Real-time Control of Stormwater Management Systems
Earlier this week the Notre Dame Journal on Emerging Technologies published Overcoming Legal and Institutional Barriers to the Implementation of Innovative Environmental Technologies, a paper I co-authored with Dr. Walter McDonald of the Department of Civil, Construction and Environmental Engineering (CCEE) in Marquette’s College of Engineering; Joe Naughton, a 2020 Sea Grant Knauss Fellow at the National Oceanic and Atmospheric Administration; and Hannah Hathaway, a member of the Law School’s Class of 2020. Another faculty colleague, Dr. Tony Parolari of the CCEE department, participated in the underlying research grant that resulted in the paper. This kind of work is part of our core mission: the Marquette University Water Law and Policy Initiative seeks, among other things, to employ an interdisciplinary approach, and to pursue opportunities for information exchange and collaboration within and outside Marquette University.
The following excerpt describes the work. The full article is freely available at the above link.
Communities in the United States face growing challenges to effective stormwater management as a result of aging infrastructure, increasing urbanization, changing climate, and shrinking budgets, among other factors.

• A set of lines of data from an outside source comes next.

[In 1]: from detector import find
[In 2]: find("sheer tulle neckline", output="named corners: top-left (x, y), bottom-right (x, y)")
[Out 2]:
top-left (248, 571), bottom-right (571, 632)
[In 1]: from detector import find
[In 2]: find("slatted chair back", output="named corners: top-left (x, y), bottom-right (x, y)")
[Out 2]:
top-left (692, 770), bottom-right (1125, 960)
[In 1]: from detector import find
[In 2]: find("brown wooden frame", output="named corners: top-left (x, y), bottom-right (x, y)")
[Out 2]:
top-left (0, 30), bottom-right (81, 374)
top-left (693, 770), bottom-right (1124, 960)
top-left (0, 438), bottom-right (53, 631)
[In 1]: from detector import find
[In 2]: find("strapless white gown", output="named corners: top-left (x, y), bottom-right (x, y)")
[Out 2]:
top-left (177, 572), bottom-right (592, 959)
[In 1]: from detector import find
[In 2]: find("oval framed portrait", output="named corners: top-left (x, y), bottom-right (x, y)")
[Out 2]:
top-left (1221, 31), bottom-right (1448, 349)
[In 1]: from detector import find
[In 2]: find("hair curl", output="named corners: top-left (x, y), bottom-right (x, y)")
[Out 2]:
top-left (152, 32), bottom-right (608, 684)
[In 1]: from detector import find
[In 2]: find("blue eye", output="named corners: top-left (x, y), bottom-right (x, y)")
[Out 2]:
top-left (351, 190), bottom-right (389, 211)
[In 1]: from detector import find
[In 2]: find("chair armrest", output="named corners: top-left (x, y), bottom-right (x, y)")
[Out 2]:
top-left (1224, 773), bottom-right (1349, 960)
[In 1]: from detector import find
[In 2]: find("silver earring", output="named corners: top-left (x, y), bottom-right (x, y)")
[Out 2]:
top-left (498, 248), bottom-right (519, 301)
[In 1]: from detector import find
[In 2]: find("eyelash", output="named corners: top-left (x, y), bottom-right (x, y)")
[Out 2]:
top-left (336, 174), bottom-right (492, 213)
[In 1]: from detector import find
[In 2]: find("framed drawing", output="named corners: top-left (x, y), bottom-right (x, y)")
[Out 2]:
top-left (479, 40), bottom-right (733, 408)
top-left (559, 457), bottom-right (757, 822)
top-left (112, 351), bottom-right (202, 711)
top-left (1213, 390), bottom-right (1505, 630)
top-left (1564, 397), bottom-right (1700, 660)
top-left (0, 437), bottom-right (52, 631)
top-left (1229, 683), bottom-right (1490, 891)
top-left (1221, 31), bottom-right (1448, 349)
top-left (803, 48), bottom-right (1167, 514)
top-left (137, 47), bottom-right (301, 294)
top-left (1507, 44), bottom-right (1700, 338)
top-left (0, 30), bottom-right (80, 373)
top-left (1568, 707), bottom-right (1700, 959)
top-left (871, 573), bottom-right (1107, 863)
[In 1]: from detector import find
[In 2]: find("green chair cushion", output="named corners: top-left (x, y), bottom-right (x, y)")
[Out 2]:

These changes have increasingly stressed existing “static” stormwater management systems such as pipe networks, retention ponds, and detention ponds, that are intended simply to convey storm flows to nearby receiving waters without regard to overall system conditions.
Dealing with these stressors may require innovative solutions such as real time control (RTC) or “dynamic” stormwater management systems.